Diário de Notícias

O caminho é a meta

- LINA SANTOS Jornalista

Nas 25 edições que a Meia- Maratona assinalou ontem, o mais próximo que tinha estado de cruzar a ponte a correr foi quando disse a uma amiga que não tinha interesse nenhum em participar no evento. Eram os anos 90 e desde então só pensei nesta prova para me queixar de ruas fechadas e dessa vergonha que é a Câmara Municipal de Lisboa permitir que se altere a pacatez da capital para as pessoas... correrem. Correrem! Essa parvoíce... Essa pessoa fez os seus primeiros três quilómetro­s seguidos em outubro e ontem atravessou a Ponte 25 de abril ao lado de outras 40 mil pessoas de todas as idades, de todos os pontos do país, em forma ou nem por isso, e correu 21,0975 quilómetro­s de seguida ( é preciso assinalar todos os centímetro­s), rindo- se dessa criatura que era há um ano, que reclamava sem saber o que perdia. A vista de Lisboa, desde logo. Custou? Custou muito.

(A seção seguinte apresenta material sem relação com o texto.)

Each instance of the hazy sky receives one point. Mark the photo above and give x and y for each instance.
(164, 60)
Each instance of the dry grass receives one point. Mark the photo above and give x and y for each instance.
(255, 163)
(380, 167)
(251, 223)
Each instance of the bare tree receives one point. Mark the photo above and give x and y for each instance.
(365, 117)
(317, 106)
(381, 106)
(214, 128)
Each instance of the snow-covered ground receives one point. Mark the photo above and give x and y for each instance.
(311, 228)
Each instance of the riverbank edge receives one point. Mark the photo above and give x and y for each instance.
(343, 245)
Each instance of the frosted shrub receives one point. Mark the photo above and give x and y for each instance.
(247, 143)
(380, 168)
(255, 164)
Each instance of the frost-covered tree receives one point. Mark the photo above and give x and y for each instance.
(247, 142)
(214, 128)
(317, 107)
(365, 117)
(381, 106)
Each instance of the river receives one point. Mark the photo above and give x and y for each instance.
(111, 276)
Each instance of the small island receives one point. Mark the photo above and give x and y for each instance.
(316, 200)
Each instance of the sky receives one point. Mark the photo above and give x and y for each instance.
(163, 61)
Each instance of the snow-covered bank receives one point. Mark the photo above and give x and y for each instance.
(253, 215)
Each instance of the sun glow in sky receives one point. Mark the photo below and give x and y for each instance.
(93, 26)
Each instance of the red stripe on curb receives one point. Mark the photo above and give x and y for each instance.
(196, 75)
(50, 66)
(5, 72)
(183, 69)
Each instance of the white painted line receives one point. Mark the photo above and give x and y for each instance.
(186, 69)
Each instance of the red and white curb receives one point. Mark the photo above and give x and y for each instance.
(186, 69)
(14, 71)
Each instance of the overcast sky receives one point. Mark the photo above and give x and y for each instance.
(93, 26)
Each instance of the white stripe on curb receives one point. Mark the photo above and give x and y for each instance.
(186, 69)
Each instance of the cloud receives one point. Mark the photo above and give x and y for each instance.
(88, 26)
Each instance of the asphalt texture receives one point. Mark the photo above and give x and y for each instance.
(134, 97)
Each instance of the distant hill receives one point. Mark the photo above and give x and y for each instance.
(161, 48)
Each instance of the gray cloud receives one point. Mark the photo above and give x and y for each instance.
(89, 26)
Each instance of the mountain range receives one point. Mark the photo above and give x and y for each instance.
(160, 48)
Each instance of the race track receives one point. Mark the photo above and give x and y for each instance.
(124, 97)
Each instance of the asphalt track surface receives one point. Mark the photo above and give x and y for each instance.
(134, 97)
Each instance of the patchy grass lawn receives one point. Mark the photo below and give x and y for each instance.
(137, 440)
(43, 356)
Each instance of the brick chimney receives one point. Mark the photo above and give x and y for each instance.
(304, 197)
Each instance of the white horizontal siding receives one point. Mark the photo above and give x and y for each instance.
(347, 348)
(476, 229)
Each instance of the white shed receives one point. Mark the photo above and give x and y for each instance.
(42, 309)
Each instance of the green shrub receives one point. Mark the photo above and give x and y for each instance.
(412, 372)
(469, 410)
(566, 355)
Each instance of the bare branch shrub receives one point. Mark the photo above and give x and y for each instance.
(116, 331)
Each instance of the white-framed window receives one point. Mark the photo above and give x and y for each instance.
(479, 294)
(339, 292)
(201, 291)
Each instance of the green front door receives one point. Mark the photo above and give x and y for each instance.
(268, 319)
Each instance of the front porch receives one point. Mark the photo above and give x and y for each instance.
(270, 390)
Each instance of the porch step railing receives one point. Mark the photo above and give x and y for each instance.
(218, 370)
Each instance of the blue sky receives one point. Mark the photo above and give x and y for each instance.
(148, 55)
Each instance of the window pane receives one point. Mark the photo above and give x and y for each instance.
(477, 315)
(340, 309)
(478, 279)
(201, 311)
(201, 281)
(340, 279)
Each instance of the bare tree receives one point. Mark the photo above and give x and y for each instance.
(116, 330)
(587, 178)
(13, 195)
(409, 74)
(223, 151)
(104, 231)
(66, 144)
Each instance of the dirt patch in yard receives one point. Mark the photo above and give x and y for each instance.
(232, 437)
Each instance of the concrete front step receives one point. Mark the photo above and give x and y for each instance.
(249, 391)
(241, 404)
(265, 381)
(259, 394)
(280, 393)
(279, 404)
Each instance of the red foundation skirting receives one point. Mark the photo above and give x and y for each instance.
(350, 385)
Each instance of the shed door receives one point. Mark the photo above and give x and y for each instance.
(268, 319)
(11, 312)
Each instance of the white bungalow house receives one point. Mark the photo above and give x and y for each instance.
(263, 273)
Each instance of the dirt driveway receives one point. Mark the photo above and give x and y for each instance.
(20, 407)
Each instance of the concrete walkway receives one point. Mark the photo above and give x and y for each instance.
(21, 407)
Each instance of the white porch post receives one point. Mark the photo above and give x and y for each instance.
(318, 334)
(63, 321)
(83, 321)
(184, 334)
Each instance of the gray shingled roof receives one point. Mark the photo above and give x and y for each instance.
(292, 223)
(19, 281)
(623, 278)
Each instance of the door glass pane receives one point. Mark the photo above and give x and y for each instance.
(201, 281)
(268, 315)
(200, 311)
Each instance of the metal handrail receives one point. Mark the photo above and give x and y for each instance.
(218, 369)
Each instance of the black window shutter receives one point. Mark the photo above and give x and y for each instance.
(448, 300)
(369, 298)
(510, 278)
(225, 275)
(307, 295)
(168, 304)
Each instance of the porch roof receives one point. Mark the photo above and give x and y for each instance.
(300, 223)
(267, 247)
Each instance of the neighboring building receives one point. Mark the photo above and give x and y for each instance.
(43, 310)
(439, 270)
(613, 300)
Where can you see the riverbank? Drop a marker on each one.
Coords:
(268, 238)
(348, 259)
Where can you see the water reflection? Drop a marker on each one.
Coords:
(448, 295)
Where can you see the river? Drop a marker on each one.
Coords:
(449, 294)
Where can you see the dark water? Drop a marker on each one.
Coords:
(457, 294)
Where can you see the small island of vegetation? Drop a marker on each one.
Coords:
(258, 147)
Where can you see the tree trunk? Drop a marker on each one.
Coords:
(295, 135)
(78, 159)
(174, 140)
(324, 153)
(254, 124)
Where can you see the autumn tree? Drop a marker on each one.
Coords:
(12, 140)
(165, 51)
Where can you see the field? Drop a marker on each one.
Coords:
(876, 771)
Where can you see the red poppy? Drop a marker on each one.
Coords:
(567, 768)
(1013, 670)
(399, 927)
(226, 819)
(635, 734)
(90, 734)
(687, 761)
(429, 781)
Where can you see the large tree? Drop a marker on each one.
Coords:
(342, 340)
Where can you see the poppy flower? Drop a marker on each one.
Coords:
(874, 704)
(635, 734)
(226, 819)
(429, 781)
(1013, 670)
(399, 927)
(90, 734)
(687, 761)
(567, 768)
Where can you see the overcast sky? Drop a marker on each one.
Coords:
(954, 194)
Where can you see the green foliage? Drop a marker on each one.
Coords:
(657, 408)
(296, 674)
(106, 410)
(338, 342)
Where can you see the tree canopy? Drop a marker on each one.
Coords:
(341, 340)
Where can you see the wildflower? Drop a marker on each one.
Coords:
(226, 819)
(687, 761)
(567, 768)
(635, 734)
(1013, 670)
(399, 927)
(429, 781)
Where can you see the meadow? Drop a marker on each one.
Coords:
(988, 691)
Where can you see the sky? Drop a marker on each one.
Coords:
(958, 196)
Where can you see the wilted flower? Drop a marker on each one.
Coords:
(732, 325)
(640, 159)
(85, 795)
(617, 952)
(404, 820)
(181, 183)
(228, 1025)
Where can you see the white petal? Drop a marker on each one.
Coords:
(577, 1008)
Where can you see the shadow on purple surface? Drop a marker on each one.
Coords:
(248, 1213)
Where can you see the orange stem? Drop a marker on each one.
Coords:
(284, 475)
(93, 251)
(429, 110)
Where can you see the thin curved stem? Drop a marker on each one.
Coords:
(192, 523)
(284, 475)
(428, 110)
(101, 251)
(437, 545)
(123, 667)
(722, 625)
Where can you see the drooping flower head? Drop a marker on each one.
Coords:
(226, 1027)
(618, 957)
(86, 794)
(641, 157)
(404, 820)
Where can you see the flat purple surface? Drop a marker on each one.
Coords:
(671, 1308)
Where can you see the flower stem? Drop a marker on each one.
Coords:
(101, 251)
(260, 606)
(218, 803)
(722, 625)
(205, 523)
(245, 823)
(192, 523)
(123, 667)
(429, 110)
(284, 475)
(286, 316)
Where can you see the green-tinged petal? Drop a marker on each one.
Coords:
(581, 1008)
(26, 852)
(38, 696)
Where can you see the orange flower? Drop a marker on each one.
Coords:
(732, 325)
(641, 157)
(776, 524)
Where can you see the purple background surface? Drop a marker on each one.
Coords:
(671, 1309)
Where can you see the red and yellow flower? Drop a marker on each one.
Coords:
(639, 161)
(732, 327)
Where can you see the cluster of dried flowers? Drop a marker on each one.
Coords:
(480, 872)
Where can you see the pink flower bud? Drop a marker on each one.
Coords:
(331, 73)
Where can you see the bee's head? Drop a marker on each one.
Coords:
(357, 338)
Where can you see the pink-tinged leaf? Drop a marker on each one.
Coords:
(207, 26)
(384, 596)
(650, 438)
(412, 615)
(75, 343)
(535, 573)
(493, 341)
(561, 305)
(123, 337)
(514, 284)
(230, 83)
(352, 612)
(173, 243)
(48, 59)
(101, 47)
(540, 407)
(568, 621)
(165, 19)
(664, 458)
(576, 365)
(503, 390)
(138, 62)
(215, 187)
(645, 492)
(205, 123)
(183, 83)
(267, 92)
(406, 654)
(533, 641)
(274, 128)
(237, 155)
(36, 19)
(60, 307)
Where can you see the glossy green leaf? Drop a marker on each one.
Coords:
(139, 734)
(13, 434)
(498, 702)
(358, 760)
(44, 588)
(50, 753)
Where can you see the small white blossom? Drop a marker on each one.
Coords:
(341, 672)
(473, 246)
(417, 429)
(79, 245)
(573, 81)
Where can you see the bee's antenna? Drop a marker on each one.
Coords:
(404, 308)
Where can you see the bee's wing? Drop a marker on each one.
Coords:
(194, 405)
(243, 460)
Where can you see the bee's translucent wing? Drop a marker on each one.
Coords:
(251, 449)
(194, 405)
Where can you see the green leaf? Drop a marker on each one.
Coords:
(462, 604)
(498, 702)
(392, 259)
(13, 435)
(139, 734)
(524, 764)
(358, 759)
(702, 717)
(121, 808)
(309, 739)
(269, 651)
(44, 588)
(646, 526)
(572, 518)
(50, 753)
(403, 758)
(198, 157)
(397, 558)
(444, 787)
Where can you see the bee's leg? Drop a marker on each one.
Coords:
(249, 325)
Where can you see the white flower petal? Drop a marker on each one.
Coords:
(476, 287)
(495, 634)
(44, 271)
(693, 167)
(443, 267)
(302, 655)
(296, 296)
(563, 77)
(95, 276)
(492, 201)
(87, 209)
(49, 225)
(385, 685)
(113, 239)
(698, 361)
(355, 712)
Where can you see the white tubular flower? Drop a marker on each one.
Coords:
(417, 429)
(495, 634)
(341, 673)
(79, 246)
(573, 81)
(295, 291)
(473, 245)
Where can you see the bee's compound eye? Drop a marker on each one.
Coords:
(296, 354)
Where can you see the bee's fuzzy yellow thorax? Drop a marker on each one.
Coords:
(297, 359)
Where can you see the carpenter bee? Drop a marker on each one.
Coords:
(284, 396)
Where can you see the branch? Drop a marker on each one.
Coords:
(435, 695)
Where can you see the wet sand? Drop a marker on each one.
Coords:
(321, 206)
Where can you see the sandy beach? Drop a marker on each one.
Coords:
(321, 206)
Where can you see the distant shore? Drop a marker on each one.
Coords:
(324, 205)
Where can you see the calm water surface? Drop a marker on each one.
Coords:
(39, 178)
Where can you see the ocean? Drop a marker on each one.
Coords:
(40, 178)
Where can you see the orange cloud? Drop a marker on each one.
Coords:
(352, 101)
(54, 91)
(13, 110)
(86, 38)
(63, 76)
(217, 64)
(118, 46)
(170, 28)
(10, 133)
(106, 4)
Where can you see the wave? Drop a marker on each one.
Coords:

Quando terminei, ao fim de 2h39m, os vencedores, o britânico Mo Farah, que não chegou a demorar 60 minutos, e a queniana Rose Chelimo ( 68 minutos e uns pozinhos) já tinham recebido as suas medalhas e, provavelme­nte, já estavam no hotel a descansar. Enquanto isso, havia quem maldissess­e a sua existência ( quilómetro 10), ainda no Cais do Sodré, pensasse em desistir ( 12. º ) , prometesse nunca mais calçar os ténis ( 13. º ) , muito menos para participar em alguma coisa que tivesse remotament­e que ver com uma prova que vem da Grécia Antiga ( 15. º ) , se tentasse distrair a ver quem já estava a chegar à meta, nos Jerónimos, quando ainda lhe faltava ir ao Dafundo e voltar. O milagre é que lá para 18. º quilómetro, sabe- se lá como, a pessoa pode sentir- se fresca como se tivesse acabado de começar. Ao 19. º levanta a cabeça, alarga a passada e acha que sim, que vai ser possível terminar. Ao 20. º sabe que vai conseguir e já só pensa na meta. Ao 21. º sente que podia endireitar Portugal e fazer da Síria uma democracia. A corrida acaba e, apesar de nem se saber quanto é 2+ 2, está- se contente. Três horas depois já se pensa na próxima.